Two key factors: one is the new technologies, as exemplified by ZeeVee in its ZyPer4k product, which is able to send 1080p and up to 4K video uncompressed over a standard 10G IP network. The other factor is the price competiveness of 10G network switches from a wide range of vendors, which is in turn driving down the overall system pricing. Traditional approaches to sending video over a IP network typically used compression to send HD content over a 1Gb network. With 10Gb network switches, each port is engineered to support a constant flow of data 10Gb all at the same time. This is sufficient bandwidth to not only send uncompressed 1080p content with copy protection, it also can handle 4K content at 60fps. This is more bandwidth than most current AV switchers available today, and costs less per port.

How difficult is it to set up and program IP switches compared to a traditional AV switcher?

The majority of AV matrix switchers require programming of each port (and the device attached) in the software language provided by the vendor. By contrast, the software set-up for most Level 3 Managed IP switches is quite fast and easy – similar to how today’s home routers are set up by consumers. For example, instead of programming each port on a switch, the integrator turns on a ‘snooping’ feature in the switch software that automatically senses and installs new devices attached to the network.

One other note – IP network switch ports can be used for either a source or a display, effectively eliminating the input/output matrix limitations of the traditional AV switcher.

What special cabling is needed to support 4K over long distances with IP distribution?
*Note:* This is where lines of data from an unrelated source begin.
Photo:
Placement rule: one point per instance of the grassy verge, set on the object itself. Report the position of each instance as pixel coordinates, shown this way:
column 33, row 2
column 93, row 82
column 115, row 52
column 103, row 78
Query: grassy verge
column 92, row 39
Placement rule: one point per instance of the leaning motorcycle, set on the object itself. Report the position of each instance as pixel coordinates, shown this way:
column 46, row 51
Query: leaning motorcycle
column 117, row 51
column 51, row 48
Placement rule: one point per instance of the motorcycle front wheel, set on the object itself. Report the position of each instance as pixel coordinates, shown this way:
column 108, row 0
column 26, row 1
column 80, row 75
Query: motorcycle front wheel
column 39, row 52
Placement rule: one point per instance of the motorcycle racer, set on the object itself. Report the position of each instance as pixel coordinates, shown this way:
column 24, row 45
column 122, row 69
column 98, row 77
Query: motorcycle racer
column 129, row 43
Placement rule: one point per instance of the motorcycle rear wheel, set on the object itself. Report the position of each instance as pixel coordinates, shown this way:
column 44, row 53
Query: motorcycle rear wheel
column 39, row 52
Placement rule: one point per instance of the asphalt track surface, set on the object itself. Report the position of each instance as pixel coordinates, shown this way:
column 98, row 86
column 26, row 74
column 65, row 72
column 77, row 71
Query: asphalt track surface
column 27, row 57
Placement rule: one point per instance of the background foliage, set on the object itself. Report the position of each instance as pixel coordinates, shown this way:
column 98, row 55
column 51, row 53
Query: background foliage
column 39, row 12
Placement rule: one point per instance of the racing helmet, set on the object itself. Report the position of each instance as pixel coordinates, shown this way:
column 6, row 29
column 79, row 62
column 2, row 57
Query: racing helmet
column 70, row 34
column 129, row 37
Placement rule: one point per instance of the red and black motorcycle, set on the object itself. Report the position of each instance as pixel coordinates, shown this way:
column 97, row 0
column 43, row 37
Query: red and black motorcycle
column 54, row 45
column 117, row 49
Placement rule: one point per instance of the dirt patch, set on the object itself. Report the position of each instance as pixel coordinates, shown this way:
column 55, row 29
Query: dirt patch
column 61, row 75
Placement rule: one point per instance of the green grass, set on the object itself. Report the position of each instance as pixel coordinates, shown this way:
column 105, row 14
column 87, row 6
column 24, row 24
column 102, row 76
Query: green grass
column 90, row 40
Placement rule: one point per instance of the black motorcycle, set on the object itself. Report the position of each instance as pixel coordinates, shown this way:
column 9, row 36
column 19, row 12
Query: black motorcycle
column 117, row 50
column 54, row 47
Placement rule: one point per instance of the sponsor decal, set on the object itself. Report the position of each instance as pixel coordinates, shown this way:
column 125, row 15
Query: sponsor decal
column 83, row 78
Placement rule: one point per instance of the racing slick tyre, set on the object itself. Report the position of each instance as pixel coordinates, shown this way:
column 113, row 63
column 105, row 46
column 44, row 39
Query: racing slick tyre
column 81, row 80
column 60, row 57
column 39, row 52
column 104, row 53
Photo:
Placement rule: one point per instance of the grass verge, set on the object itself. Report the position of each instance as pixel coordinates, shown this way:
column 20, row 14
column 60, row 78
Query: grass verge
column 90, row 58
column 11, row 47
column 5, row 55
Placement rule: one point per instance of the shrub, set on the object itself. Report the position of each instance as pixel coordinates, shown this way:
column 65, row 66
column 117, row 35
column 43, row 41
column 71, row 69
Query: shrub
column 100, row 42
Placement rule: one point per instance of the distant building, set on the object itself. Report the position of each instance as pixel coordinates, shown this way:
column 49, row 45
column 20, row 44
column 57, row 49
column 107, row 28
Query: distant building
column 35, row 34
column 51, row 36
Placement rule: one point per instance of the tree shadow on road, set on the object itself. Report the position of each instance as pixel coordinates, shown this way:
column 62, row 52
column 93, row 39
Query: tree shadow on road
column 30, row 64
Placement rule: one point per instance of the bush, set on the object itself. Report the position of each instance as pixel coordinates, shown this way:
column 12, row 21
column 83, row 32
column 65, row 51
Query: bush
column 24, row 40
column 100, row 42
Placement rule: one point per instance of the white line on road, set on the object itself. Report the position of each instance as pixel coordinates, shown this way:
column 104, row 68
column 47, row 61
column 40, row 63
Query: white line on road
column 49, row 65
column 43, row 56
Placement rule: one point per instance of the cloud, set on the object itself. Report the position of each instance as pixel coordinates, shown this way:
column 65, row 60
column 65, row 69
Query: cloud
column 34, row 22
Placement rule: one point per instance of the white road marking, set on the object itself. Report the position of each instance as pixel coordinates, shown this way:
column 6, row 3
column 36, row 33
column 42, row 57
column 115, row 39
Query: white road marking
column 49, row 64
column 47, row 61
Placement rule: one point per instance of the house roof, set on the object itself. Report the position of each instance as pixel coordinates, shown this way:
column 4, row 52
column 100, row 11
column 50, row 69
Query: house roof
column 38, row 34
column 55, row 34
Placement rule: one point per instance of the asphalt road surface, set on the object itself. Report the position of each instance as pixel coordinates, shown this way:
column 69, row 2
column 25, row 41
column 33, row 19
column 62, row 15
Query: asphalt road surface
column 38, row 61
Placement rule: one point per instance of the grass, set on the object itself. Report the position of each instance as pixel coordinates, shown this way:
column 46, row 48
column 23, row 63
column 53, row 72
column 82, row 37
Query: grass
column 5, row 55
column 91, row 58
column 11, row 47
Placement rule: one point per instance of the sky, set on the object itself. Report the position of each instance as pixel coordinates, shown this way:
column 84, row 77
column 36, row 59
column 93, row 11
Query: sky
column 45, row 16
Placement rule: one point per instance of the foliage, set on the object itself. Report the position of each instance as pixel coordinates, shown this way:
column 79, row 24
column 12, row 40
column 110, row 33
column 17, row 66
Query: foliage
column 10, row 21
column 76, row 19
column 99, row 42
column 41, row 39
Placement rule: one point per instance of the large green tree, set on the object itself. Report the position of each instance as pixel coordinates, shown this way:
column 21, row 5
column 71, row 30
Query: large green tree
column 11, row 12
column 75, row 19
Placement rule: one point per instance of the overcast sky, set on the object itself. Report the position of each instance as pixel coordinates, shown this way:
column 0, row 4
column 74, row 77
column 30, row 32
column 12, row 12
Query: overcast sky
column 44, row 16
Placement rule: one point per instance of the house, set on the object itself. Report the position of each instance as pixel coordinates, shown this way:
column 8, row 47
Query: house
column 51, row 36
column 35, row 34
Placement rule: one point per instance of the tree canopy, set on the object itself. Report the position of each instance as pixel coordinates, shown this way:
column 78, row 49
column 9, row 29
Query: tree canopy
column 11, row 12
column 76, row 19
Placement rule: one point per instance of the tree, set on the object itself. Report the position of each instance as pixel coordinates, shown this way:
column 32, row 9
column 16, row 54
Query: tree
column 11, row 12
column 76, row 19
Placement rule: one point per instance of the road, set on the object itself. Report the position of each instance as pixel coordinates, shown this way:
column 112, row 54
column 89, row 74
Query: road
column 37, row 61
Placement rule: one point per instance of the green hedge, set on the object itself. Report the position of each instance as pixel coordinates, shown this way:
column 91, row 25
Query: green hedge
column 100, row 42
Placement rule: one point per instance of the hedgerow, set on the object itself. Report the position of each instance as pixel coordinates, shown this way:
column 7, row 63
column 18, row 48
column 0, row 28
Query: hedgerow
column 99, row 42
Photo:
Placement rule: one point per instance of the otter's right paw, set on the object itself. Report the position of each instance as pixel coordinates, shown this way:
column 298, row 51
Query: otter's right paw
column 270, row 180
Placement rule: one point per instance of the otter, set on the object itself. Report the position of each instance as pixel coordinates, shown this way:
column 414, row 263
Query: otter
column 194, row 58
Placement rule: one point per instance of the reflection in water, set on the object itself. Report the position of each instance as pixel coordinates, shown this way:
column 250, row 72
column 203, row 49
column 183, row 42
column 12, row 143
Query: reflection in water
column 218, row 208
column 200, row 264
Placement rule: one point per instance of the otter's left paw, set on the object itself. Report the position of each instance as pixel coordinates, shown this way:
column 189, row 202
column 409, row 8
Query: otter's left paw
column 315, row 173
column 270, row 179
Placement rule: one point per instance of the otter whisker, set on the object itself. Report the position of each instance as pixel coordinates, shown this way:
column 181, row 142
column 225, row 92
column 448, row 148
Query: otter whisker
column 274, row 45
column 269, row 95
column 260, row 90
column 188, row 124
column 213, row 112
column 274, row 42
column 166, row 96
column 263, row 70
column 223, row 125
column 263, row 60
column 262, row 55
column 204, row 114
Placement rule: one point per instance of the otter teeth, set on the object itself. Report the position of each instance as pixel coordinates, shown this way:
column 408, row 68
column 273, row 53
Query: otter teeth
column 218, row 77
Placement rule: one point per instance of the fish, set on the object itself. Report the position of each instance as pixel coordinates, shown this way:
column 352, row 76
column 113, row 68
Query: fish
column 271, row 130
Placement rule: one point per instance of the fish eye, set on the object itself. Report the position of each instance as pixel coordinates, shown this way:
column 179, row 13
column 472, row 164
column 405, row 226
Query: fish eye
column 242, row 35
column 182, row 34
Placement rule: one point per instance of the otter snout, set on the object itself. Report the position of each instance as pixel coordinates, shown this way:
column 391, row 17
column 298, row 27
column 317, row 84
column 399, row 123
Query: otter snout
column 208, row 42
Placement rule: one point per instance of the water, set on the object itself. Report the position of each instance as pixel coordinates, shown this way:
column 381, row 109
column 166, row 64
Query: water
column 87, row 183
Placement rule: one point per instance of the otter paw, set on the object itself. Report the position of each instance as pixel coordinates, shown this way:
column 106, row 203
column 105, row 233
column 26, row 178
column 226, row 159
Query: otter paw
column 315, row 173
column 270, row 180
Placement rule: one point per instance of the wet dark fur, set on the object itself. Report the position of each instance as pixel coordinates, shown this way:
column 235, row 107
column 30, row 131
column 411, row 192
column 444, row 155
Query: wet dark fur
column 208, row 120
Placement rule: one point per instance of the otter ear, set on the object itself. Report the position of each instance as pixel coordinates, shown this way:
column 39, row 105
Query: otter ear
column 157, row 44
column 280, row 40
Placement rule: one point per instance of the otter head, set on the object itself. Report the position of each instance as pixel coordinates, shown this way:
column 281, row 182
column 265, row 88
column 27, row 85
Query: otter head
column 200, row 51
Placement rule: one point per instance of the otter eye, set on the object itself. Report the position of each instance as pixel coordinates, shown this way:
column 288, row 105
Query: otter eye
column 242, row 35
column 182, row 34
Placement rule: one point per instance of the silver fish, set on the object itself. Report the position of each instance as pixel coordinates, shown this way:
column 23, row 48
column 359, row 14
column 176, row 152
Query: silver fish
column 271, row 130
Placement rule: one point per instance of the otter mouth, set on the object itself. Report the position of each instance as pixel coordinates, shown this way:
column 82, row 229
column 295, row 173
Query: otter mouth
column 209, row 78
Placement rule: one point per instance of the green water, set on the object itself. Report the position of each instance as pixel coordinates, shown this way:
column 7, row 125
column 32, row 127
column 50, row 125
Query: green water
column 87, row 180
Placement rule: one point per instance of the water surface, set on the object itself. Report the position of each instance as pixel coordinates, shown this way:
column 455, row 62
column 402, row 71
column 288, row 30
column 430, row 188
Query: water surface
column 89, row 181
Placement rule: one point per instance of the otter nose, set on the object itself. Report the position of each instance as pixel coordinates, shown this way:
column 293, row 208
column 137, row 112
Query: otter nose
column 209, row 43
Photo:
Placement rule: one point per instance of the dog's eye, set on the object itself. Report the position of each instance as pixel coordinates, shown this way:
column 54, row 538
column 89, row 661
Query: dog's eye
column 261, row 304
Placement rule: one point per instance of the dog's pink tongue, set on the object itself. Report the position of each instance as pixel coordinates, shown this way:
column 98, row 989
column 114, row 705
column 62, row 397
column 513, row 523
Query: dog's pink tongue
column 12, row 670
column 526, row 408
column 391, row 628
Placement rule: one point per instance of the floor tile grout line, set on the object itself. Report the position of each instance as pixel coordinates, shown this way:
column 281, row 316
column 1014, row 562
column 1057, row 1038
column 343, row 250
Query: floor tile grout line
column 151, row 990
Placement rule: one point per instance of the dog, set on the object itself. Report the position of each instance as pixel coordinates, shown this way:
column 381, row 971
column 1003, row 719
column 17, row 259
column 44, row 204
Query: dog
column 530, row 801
Because the data being sent over these cables are standard IP packets, no additional certification other than the standard Cat6a or standard single/multimode fibre cables are required. This is different from many of the major brand AV switchers, which use the same cable structure but often require you to use their own brand of cable since the information being sent is not actual IP packets. This means IP cable costs are typically significantly less than the cost of vendor certified AV cable, and can be used for data transmission on the network as well.

How much non-video data can be sent over the IP video network?

Some IP solutions, such as our ZyPer4K, sport a 1Gb network port that can used to support wireless access point distribution, voice over IP, videoconferencing, and data feeds to digital signage players. This is a significant increase from the traditional 100Mb limitation on AV switchers, and opens new opportunities for improved designs.

IP-based systems can also be monitored with standard programs such as Remedy, to ensure the devices are online. While the event generated many questions, the adoption of 4K and lower cost 10Gb network switches, most integrators should continue to learn more on how to gain an advantage using the latest IP technology.

Rob Muddiman is EMEA sales director at ZeeVee.